Expectations for crab season run high after results of sampling

Mark Freeman

Fresh Dungeness crab will start arriving in local markets and restaurants this week as Oregon's crabbing fleet begins the state's most lucrative ocean fishery.

The commercial crabbing season is set to begin Tuesday after sampling tests showed the crabs sport plenty of meat and commercial fishermen settled on a kick-off price with processors.

That means Oregon's official state crustacean can be boiling on back porches during Thursday's Civil War football game, which will determine whether Oregon or Oregon State heads to the Rose Bowl on New Year's Day.

"It'll be available, for sure, and we're really excited about that," says Brent Kenyon, owner of the Wharf Seafood Market and Eatery in west Medford, where customers have already been asking about local Dungeness.

Oregon commercial crabbers and fish processors paved the way for Tuesday's opening by agreeing last week to an initial sale price of $1.75 per pound of crab they off-load at processing plants, according to the Charleston-based Oregon Dungeness Crab Commission.

That's 15 cents per pound higher than last year, when the crabbing fleet of some 320 boats landed about 13 million pounds of crab, valued at $26 million, according to Nick Furman, the commission's executive director.

That was slightly below the 2007 haul, which fetched fishermen about $29 million, according to the commission.

This week's opening price will remain steady for the first three days.

Starting Friday, supply and demand will establish the price.

Crabbers hit the seas last Friday for the traditional "pre-soak" — the setting of pots on the ocean floor — that began at 8 a.m. Saturday, 64 hours before the first crab-laden pots are pulled just after midnight Monday.

The crab fishery off northern California, Oregon and Washington traditionally begins each Dec. 1, which also marks the start of the recreational crabbing season in the ocean. Recreational bay crabbing is open year-round.

Most crab sold now in local markets and restaurants either was frozen or shipped in from Alaska or Canada.

Oregonians have traditionally added the crack of a crab shell to their holiday traditions, in part because the fishery is at its heaviest during the party season between Christmas and New Year's Day.

"People are so oriented to having crab around the holidays," Kenyon says.

Surveys coast-wide between Oct. 18 and Nov. 12 showed good meat-recovery rates in the crabs, says Brandon Ford of the Marine Resources Program of the Oregon Department of Fish and Wildlife.

A sample of crabs are tested to determine how much meat is recovered from a cooked crab, Ford says.

For Oregon, the Dungeness must average about a 25 percent recovery rate — slightly higher on the north end of the state, and slightly lower off the southern coast — for the season to open, Ford says.

That means a 2-pound cooked crab must yield at least a half-pound of meat.

This form of testing shows how well the Dungeness have rebounded from the late summer shedding of their shells, a process known as molting, Ford says.

After the molt, the crabs fill with water as their shell hardens and they grow new muscle.

The tests are not necessary to protect the fishery, Ford says.

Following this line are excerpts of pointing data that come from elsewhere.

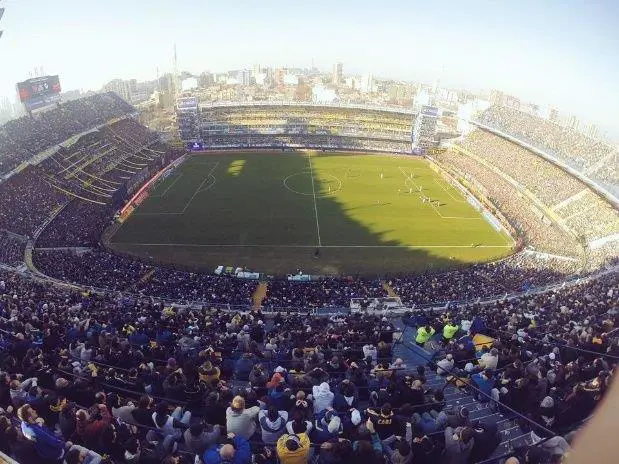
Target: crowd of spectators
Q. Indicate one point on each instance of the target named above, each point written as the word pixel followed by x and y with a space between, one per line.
pixel 27 201
pixel 596 158
pixel 549 183
pixel 311 141
pixel 92 378
pixel 79 224
pixel 589 216
pixel 11 248
pixel 520 272
pixel 101 269
pixel 583 211
pixel 334 292
pixel 24 137
pixel 533 225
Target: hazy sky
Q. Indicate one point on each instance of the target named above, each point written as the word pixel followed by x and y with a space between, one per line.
pixel 561 52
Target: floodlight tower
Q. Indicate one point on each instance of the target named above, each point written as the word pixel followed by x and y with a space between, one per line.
pixel 1 14
pixel 175 79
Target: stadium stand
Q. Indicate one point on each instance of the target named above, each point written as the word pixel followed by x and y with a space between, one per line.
pixel 564 199
pixel 21 139
pixel 122 374
pixel 264 124
pixel 596 159
pixel 136 381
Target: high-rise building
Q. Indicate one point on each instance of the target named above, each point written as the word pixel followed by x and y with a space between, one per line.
pixel 496 97
pixel 424 129
pixel 122 88
pixel 256 70
pixel 367 83
pixel 553 114
pixel 573 122
pixel 593 131
pixel 244 77
pixel 188 119
pixel 338 69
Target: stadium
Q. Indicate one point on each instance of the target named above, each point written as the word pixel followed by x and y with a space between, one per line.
pixel 155 298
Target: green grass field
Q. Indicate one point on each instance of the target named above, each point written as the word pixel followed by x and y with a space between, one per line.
pixel 271 211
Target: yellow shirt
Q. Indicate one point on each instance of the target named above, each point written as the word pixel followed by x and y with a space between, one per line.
pixel 298 456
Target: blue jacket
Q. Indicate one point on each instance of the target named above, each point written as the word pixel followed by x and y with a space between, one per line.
pixel 279 399
pixel 47 445
pixel 243 367
pixel 242 455
pixel 484 385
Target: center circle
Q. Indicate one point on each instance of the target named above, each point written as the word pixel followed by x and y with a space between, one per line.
pixel 336 185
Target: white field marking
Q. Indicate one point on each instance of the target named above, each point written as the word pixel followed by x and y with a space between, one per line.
pixel 209 175
pixel 171 185
pixel 309 159
pixel 410 178
pixel 209 186
pixel 200 245
pixel 311 194
pixel 154 214
pixel 459 200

Rather, it's to protect Dungeness' image among consumers.

"That way, when they take home an Oregon Dungeness crab, they know it will be full of meat," Ford says.

Crab were also analyzed for toxins produced by harmful algal blooms and showed no toxins above alert levels.

The question mark for fishermen and marketers likely will be whether consumers hit by the sluggish economy will keep fresh crab on their holiday must-have lists.

"This year, I think people are being more frugal," says Kenyon, who started his business five years ago selling fresh crab out of a warehouse at the corner of Sage and McAndrews roads. "You might not see them coming down buying 20-30 crab at a time, but we'll see."